Geoff Gray
- Full name: Bertram Geoffrey Gray
- Born: 28 July 1909 Hastings, England
- Died: 4 August 1989 (aged 80)
- Height: 1.80 m (5 ft 11 in)
- Weight: 76.7 kg (169 lb)

Rugby union career
- Position(s): Centre

Provincial / State sides
- Years: Team / Apps / (Points)
- Western Province /  / ()

International career
- Years: Team / Apps / (Points)
- 1931–33: South Africa / 4 / (0)

= Geoff Gray (rugby union) =

South African rugby union player

Bertram Geoffrey Gray (28 July 1909 – 4 August 1989) was a South African international rugby union player.

Gray was born in Hastings, England, but educated at Diocesan College in Cape Town. He initially played soccer as his chosen sport, until developing pneumonia while acting as a (stationary) goalkeeper, prompting a switch to rugby.

A centre, Gray was a product of rugby at the University of Cape Town, where he played alongside future Springboks three–quarters Stanley Osler and Frank Waring. He made his representative debut for Western Province aged 19.

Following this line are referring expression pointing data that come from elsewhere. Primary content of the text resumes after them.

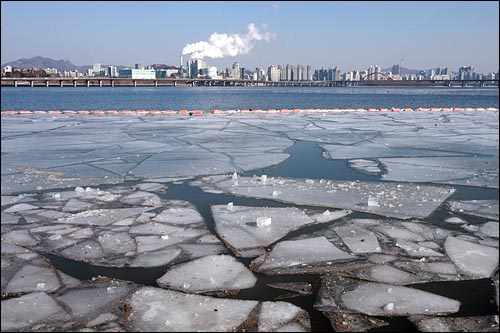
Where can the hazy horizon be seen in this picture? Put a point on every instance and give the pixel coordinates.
(350, 35)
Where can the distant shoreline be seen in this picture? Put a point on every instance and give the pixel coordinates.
(126, 82)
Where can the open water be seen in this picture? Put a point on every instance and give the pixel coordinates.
(306, 161)
(224, 98)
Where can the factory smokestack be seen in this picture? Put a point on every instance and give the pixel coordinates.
(224, 45)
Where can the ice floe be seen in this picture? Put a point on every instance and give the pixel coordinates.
(248, 230)
(377, 299)
(394, 200)
(210, 273)
(300, 256)
(472, 259)
(482, 208)
(455, 324)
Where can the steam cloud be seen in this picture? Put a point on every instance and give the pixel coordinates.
(224, 45)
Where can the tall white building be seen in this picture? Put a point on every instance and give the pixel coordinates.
(138, 73)
(112, 71)
(274, 73)
(236, 71)
(96, 69)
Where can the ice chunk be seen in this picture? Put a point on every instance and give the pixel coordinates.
(392, 275)
(358, 240)
(399, 233)
(239, 230)
(101, 217)
(489, 229)
(482, 208)
(374, 299)
(398, 200)
(20, 237)
(299, 253)
(85, 250)
(373, 202)
(20, 208)
(156, 258)
(75, 205)
(328, 216)
(27, 310)
(196, 250)
(455, 324)
(153, 228)
(455, 220)
(8, 218)
(116, 243)
(102, 319)
(416, 250)
(92, 301)
(179, 215)
(303, 288)
(365, 166)
(33, 278)
(263, 221)
(152, 312)
(278, 316)
(154, 187)
(211, 273)
(142, 198)
(473, 259)
(152, 243)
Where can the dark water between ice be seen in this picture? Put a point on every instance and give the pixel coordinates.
(210, 98)
(305, 161)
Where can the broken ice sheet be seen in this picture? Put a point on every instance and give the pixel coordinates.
(394, 200)
(22, 312)
(352, 322)
(482, 208)
(464, 170)
(32, 278)
(365, 166)
(455, 324)
(303, 288)
(238, 227)
(152, 312)
(283, 317)
(300, 256)
(359, 240)
(473, 260)
(377, 299)
(211, 273)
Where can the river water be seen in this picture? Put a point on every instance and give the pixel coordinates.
(305, 161)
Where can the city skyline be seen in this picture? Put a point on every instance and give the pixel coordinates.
(350, 35)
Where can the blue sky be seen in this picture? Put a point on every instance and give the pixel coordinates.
(350, 35)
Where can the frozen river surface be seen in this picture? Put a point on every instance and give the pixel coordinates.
(349, 221)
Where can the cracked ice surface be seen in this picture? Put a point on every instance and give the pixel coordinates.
(211, 273)
(455, 324)
(393, 200)
(377, 299)
(443, 148)
(171, 232)
(481, 208)
(130, 148)
(152, 312)
(300, 256)
(473, 259)
(237, 226)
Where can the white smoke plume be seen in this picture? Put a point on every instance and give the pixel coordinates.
(224, 45)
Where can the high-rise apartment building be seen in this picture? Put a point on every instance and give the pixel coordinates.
(236, 71)
(96, 69)
(274, 73)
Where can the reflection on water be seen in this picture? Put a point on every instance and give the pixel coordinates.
(305, 161)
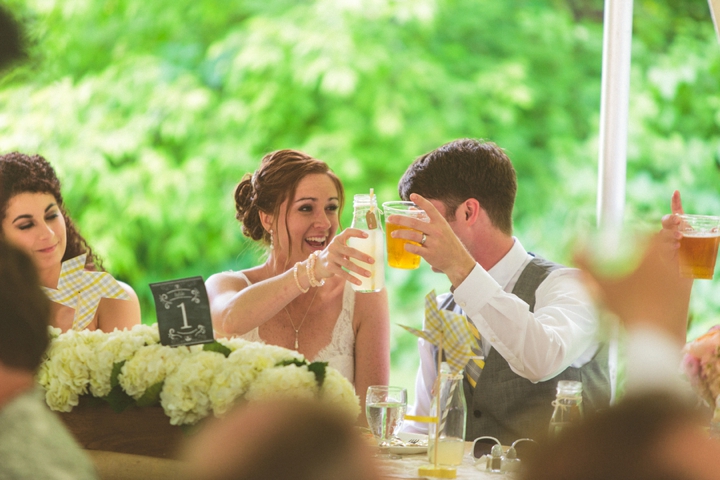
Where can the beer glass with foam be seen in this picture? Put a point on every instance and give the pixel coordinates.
(398, 257)
(699, 245)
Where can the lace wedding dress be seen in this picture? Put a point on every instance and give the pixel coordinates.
(340, 352)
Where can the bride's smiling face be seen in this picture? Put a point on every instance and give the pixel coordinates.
(312, 217)
(33, 222)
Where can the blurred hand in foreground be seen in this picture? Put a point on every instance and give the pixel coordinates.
(671, 222)
(652, 295)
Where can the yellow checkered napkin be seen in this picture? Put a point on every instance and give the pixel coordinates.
(82, 290)
(449, 329)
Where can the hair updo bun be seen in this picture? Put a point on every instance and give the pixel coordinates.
(246, 210)
(274, 182)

Gray gained three Springboks caps on their 1931–32 tour of Britain and Ireland, utilised as an inside centre for wins over Wales, England and Scotland. He afterwards had a stint in Eastern Province. After joining Cape Town club Villagers, Gray gained one further Springboks cap, against the Wallabies at Bloemfontein in 1933. He was considered unfortunate to have not had a longer international career on account of persistent injuries.